When trading an asset with such a wide variety of available strikes and expiration dates as SPY, the number of variables in constructing an options trade can be dizzying. For the purposes of this study, we narrowed our focus to one-week returns on at-the-money SPY calls and puts, with the hypothetical trades initiated at the close of trading on Friday and exited the following Friday (or the last day of the trading week, in the event of a holiday). We then broke down the results to compare "traditional" monthly options returns against their weekly counterparts, to gauge whether one class outperformed the other -- and as such, we ran data back to 2011, which is the first full year of SPY weekly options data.
We further segregated "quadruple witching" expiration weeks -- like the one we just concluded in June -- into a class of their own. It's worth stipulating here that SPY returns during quadruple witching weeks average just 0.24% and 60% positive, versus the SPX's more robust 0.74% average return and 68% positive, due to SPY's quarterly dividend payout -- an extenuating circumstance accounted for by the corresponding SPY option premiums, as is to be expected. Also worth noting are the lagging SPY returns during monthly expiration weeks (0.16% on average, versus 0.30% for the SPX).

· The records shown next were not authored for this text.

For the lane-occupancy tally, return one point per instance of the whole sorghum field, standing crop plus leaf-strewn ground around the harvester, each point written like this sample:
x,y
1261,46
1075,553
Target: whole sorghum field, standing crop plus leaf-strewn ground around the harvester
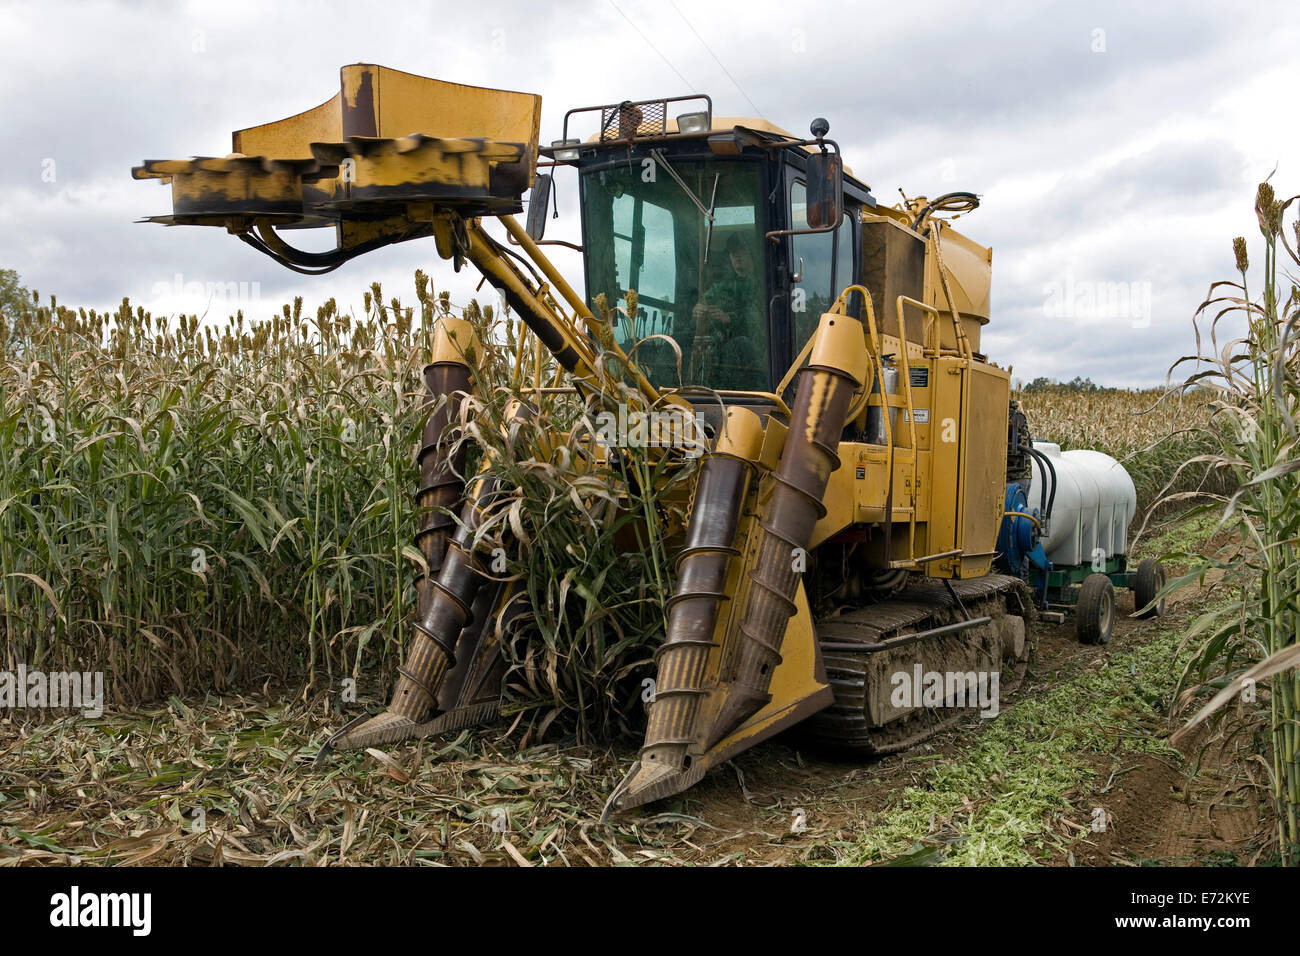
x,y
220,521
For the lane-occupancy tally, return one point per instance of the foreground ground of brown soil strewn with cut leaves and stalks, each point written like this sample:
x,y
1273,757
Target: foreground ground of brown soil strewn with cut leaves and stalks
x,y
231,782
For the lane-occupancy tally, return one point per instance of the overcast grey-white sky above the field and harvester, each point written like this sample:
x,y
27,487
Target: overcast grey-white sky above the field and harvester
x,y
1111,144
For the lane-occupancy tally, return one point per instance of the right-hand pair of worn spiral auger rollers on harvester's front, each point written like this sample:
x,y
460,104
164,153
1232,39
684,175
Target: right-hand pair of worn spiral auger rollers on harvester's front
x,y
703,715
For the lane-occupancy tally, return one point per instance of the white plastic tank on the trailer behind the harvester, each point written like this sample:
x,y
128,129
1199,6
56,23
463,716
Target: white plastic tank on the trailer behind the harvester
x,y
1095,503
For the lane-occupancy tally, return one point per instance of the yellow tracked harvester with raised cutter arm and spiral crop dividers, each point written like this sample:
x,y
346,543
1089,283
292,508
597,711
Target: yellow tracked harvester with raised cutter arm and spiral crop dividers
x,y
865,457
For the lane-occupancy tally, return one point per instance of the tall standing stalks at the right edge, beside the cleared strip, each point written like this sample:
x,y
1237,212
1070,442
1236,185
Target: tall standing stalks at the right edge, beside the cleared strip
x,y
1256,386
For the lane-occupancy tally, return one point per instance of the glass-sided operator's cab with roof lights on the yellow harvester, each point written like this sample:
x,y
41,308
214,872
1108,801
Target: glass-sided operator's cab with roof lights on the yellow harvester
x,y
709,222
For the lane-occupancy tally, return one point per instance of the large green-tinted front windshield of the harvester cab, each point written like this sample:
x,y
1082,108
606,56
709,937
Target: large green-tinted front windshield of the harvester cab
x,y
703,287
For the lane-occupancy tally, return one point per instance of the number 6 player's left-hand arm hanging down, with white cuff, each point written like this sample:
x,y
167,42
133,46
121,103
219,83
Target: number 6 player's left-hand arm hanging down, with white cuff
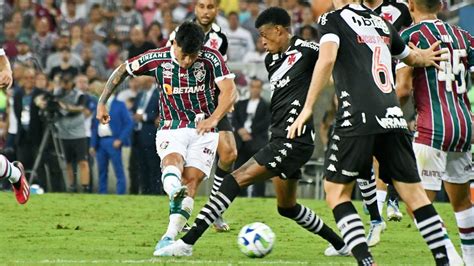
x,y
321,76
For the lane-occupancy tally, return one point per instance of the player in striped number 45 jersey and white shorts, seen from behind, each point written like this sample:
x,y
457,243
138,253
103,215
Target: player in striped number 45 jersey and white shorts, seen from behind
x,y
444,124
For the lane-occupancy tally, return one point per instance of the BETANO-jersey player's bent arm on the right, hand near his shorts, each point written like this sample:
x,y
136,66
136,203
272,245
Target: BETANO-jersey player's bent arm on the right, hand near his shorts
x,y
227,98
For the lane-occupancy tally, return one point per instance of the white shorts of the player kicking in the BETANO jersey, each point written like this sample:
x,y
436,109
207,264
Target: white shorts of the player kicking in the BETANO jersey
x,y
198,151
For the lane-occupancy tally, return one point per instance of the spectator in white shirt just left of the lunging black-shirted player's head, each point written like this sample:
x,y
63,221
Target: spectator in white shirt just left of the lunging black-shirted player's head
x,y
240,40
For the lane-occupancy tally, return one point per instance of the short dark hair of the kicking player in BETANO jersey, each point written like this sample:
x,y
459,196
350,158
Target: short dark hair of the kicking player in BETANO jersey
x,y
190,37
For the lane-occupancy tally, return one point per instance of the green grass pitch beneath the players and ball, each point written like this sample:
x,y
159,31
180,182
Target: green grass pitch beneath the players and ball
x,y
78,229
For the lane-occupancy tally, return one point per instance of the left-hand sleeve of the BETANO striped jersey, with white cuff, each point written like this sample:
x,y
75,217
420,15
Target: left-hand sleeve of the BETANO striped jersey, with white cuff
x,y
143,64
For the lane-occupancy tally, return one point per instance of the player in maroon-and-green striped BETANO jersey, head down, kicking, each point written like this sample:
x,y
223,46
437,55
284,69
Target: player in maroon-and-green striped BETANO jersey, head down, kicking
x,y
186,139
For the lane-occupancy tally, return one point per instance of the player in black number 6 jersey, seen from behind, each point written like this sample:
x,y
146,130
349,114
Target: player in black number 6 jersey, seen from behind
x,y
358,47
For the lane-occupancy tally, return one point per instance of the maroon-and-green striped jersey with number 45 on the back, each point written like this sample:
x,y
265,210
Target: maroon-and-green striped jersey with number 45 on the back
x,y
444,116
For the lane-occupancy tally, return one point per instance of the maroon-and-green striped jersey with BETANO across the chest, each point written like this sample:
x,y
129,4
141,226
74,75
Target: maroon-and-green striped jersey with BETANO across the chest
x,y
186,95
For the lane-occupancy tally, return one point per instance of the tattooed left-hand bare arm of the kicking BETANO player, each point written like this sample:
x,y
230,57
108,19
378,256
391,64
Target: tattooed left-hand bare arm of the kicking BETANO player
x,y
117,77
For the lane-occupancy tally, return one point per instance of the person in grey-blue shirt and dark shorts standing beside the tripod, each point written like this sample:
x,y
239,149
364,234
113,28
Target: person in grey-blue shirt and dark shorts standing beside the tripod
x,y
72,132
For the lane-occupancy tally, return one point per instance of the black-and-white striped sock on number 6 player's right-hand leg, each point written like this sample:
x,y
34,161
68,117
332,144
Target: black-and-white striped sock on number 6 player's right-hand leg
x,y
431,228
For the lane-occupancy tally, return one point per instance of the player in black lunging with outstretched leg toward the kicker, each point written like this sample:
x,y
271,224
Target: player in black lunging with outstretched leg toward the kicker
x,y
290,64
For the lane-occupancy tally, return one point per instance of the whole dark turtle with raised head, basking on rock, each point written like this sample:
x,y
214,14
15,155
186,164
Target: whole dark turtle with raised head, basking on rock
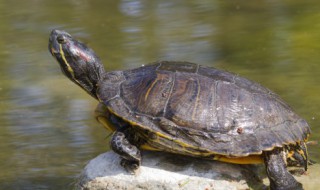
x,y
188,109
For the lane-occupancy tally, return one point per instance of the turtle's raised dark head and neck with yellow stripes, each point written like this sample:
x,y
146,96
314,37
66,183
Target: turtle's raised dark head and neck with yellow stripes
x,y
78,62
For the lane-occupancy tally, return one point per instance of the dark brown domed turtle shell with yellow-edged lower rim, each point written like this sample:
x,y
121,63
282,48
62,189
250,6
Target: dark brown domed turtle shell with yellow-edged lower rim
x,y
191,109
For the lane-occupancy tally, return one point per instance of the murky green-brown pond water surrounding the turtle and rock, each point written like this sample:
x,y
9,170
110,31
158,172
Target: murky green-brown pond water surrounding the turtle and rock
x,y
48,132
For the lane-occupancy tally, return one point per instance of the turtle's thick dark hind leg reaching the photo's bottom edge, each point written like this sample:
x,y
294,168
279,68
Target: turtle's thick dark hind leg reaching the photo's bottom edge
x,y
279,177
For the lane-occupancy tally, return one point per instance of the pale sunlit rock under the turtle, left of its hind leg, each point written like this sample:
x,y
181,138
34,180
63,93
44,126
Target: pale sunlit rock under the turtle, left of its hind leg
x,y
169,172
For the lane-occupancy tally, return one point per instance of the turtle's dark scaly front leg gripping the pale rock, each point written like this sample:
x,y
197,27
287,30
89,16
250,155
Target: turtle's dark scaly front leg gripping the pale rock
x,y
130,154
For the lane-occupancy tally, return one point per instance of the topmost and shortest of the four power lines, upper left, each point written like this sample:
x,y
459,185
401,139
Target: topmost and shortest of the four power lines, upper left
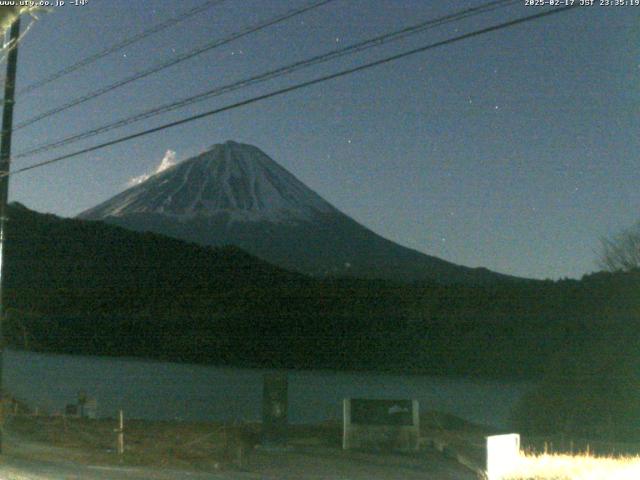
x,y
119,46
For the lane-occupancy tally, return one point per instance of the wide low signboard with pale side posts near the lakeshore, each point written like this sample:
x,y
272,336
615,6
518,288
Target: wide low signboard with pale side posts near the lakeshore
x,y
387,424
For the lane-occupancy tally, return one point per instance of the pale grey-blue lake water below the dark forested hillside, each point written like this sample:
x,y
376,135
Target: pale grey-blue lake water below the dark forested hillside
x,y
167,391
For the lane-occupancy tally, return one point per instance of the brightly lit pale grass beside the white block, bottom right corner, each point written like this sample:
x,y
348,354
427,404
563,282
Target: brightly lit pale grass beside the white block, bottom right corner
x,y
575,467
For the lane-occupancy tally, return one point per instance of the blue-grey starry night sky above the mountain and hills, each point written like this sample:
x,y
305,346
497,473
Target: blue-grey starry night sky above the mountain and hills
x,y
516,150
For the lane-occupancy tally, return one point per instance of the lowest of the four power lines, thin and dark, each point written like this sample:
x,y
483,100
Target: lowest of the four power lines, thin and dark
x,y
298,86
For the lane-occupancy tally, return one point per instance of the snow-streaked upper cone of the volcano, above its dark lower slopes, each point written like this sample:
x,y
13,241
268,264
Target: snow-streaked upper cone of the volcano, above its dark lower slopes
x,y
230,178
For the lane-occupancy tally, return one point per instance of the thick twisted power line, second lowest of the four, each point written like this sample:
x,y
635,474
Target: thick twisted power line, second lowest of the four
x,y
269,75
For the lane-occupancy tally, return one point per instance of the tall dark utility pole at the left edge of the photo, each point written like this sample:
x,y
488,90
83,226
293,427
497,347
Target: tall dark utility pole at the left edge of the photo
x,y
5,163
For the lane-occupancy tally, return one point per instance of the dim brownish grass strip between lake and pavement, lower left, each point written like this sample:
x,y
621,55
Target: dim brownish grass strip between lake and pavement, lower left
x,y
203,446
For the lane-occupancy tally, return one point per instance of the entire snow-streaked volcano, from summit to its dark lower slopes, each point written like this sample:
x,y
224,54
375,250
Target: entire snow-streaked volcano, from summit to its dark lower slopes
x,y
234,194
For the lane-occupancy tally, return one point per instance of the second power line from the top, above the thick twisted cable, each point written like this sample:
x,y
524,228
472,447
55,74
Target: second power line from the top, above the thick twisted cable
x,y
174,61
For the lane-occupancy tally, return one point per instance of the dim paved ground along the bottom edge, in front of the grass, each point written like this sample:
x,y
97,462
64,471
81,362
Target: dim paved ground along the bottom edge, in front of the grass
x,y
301,463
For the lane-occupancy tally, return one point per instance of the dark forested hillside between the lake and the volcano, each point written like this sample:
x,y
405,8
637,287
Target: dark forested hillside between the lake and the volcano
x,y
87,287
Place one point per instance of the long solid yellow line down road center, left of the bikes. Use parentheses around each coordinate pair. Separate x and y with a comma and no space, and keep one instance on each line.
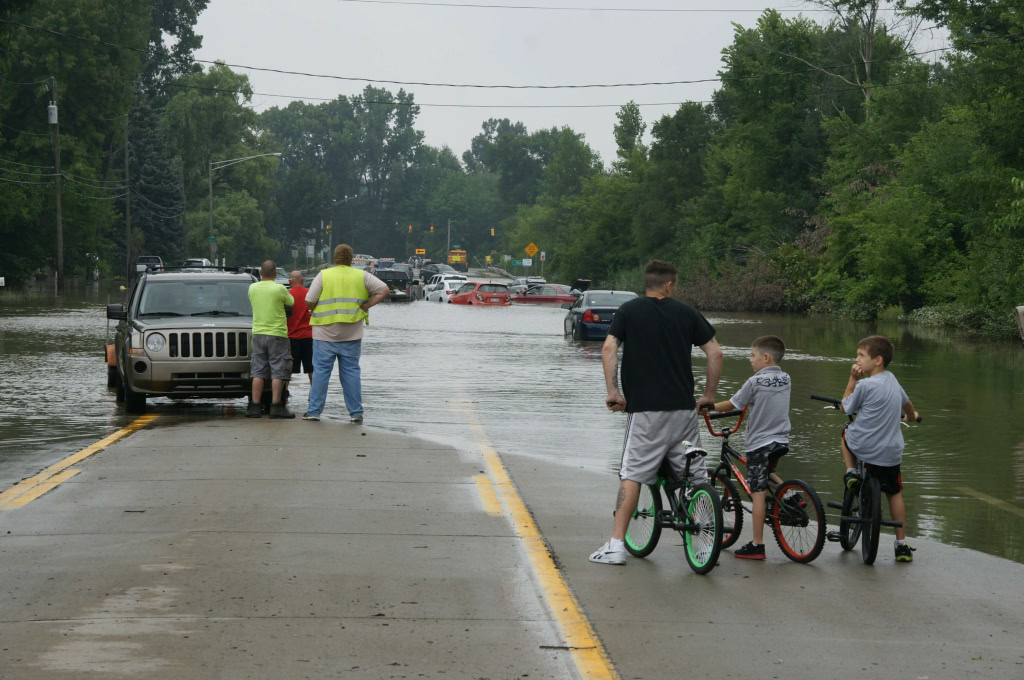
(588,653)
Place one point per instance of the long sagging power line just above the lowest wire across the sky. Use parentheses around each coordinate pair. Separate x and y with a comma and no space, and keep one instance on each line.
(488,87)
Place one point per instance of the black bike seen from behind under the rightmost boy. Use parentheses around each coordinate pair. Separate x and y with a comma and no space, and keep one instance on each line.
(861,512)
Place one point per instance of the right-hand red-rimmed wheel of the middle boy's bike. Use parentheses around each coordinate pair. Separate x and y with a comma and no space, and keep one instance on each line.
(798,522)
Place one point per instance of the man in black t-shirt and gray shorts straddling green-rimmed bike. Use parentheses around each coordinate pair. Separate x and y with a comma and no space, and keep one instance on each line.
(658,334)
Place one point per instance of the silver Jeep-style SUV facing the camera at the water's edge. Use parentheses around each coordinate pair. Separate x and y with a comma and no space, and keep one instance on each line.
(184,335)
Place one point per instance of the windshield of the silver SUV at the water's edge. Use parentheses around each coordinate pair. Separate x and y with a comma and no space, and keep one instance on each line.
(186,299)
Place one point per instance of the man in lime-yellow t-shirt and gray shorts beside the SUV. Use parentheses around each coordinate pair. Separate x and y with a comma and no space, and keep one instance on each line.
(272,353)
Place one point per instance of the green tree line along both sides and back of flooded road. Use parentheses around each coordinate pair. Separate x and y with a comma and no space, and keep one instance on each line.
(836,168)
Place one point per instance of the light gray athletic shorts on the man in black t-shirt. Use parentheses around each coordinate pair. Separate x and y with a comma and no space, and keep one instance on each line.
(654,436)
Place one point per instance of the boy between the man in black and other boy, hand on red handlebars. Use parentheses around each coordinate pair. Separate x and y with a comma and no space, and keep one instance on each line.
(767,393)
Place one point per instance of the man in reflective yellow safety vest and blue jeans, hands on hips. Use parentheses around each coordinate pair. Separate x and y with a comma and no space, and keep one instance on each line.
(339,300)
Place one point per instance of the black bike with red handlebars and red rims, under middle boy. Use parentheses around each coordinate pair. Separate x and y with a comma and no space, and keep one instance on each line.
(793,509)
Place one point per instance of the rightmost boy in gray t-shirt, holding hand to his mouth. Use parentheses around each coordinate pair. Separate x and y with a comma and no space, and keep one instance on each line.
(875,437)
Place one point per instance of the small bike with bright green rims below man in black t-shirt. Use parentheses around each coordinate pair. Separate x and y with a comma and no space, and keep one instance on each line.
(694,509)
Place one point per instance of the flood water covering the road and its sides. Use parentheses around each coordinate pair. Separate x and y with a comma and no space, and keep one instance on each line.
(539,395)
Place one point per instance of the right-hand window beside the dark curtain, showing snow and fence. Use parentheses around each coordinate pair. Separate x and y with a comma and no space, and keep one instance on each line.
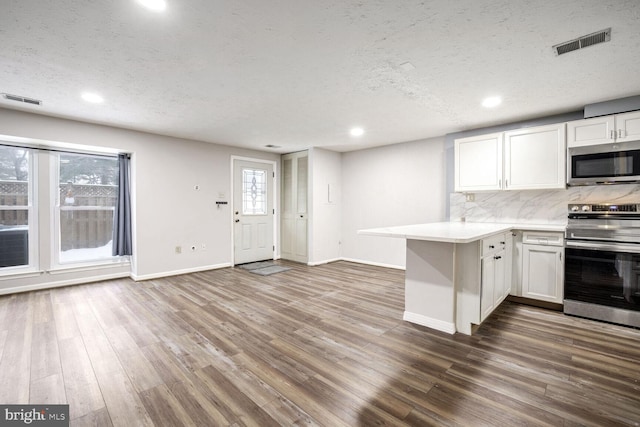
(87,188)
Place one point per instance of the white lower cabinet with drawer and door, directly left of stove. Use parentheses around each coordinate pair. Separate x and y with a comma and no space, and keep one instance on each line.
(542,266)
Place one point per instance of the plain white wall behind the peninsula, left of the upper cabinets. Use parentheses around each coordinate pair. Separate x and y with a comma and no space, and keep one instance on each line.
(386,186)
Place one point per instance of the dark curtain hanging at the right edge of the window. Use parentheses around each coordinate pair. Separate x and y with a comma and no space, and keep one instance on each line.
(122,214)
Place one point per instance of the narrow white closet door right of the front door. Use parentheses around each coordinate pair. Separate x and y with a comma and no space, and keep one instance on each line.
(295,180)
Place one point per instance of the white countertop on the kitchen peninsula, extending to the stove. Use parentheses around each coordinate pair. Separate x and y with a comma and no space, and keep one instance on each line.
(455,232)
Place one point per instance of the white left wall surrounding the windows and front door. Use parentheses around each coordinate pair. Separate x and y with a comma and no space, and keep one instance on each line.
(168,211)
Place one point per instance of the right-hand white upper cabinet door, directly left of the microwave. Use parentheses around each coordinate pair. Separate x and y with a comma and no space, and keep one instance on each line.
(535,158)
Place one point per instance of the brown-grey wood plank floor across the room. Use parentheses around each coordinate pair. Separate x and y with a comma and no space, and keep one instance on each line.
(319,345)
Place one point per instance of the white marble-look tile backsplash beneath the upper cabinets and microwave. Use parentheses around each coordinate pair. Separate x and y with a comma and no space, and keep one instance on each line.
(535,206)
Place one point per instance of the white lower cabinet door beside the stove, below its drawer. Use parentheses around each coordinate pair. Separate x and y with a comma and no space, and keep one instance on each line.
(542,272)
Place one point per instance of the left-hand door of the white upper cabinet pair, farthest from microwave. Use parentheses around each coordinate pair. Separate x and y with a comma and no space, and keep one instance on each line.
(478,163)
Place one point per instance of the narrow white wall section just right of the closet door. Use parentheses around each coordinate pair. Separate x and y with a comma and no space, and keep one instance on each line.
(326,207)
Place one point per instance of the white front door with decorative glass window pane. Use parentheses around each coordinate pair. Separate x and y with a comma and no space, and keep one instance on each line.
(252,211)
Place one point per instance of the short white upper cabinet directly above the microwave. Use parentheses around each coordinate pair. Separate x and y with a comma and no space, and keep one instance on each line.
(605,129)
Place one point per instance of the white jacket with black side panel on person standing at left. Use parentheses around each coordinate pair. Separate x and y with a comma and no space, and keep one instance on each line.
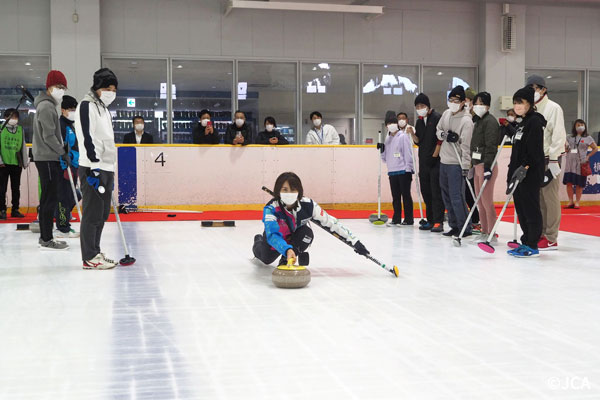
(93,127)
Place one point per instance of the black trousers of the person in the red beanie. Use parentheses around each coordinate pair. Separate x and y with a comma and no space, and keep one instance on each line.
(50,175)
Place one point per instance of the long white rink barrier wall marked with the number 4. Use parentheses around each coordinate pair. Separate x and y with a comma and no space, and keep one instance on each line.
(225,177)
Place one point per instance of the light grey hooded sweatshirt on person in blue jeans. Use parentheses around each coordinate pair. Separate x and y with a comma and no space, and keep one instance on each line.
(462,124)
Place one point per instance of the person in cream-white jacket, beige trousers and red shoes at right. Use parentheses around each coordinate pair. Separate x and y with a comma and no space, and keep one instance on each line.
(555,137)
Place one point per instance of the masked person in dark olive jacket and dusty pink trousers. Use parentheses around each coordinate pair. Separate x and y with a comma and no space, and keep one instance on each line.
(484,146)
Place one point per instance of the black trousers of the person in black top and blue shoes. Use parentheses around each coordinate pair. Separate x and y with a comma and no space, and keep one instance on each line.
(527,204)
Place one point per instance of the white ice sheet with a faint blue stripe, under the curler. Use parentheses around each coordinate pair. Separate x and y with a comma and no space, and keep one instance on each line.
(197,318)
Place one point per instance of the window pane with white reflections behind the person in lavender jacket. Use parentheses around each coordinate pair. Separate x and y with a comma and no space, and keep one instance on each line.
(387,87)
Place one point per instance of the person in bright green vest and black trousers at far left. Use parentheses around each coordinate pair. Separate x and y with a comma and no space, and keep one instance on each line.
(13,158)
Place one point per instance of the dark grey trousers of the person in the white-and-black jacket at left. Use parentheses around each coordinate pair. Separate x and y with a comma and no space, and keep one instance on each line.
(95,210)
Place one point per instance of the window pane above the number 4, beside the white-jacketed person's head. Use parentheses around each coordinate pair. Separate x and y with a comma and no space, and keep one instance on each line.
(139,93)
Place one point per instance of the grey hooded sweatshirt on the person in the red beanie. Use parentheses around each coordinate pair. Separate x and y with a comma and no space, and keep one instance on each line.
(47,139)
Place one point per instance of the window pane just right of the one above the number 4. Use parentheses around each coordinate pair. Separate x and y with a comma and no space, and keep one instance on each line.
(201,85)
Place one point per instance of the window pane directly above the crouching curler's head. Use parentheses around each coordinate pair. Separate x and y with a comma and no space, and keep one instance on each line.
(268,89)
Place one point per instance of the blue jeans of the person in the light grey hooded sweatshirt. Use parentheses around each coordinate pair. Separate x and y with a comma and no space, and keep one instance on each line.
(452,184)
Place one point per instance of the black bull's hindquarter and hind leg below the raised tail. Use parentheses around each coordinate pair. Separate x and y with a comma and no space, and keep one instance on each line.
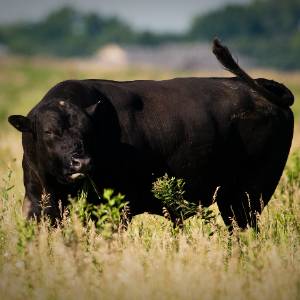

Diving into the options data itself, SPY call buying is a fairly dismal approach during quadruple witching week. The average at-the-money SPY call option return of a 20.53% loss is far worse than the average "any week" return of -7.76% -- despite the average SPY return of 0.24% for quadruple witching arriving right in line with the "anytime" weekly return of 0.22%.
And this divergence doesn't appear to be a function of pumped-up implied volatility (IV) heading into quad witching, either. The average IV since 2011 for SPY ATM calls was 16.9%; looking exclusively at quadruple witching weeks, it's only slightly higher at 17.1%.

Given this notable call option underperformance, can we conclude that selling SPY calls every quadruple witching expiration week is a "no brainer"? Per the table below, it does seem that the quarter-end expiration week is the best time to implement a one-week SPY call selling strategy. While the "wins" on sold calls are modest across the board, the quad-witching call sells are the most likely to yield a positive return (68% of the time). The average positive return is the lowest during quad witching week by a very slim margin, but the average negative return is also the smallest -- yielding a net average return of 0.99% for these weeks, which comfortably outpaces the other weeks of the trading year.

As for SPY put buying, it's a similar scenario to the call buying outcomes detailed above. The percentage of positive returns is uniformly slim -- ranging from a low of 16% during quad witching to a high of 23.35% in weeks outside of standard monthly options expiration -- which indicates a high probability of a losing trade.
That said, when SPY puts pay off, they pay off big. The average positive return for a profitable SPY put exceeds that of purchased calls during every week, ranging from an average positive gain of 116% during quad witching to nearly 182% (close to a triple) during monthly expiration weeks. For traders with high conviction that SPY will sell off during the course of any given week, a short-term options trade can be quite profitable.

Finally, in terms of both win rate and average return, SPY put sells offer the best odds for short-term options traders. The percentage of positive returns tops out at 84% during quadruple witching week, but falls no lower than 76.65% in non-monthly expiration weeks. What's more, the average returns on at-the-money SPY put sells consistently outpace comparable returns on SPY call sells. For those traders who prefer a high win rate in exchange for modest overall returns, a SPY put selling strategy typically fits the bill.

Of course, the appropriate SPY options strategy will primarily depend upon the technical outlook for the ETF over the time frame of the trade. And that's where it's important to remember that, due to its outsized popularity among options traders, SPY is highly susceptible to the influence of heavy call and put open interest strikes -- particularly during monthly expiration, when open interest accumulations are often at their largest. Accordingly, any trader considering a short-term SPY trade would do well to include a careful analysis of the fund's relevant open interest configuration before opening a short-term options trade -- whether it's a purchased put, a sold call, or any alternative in between.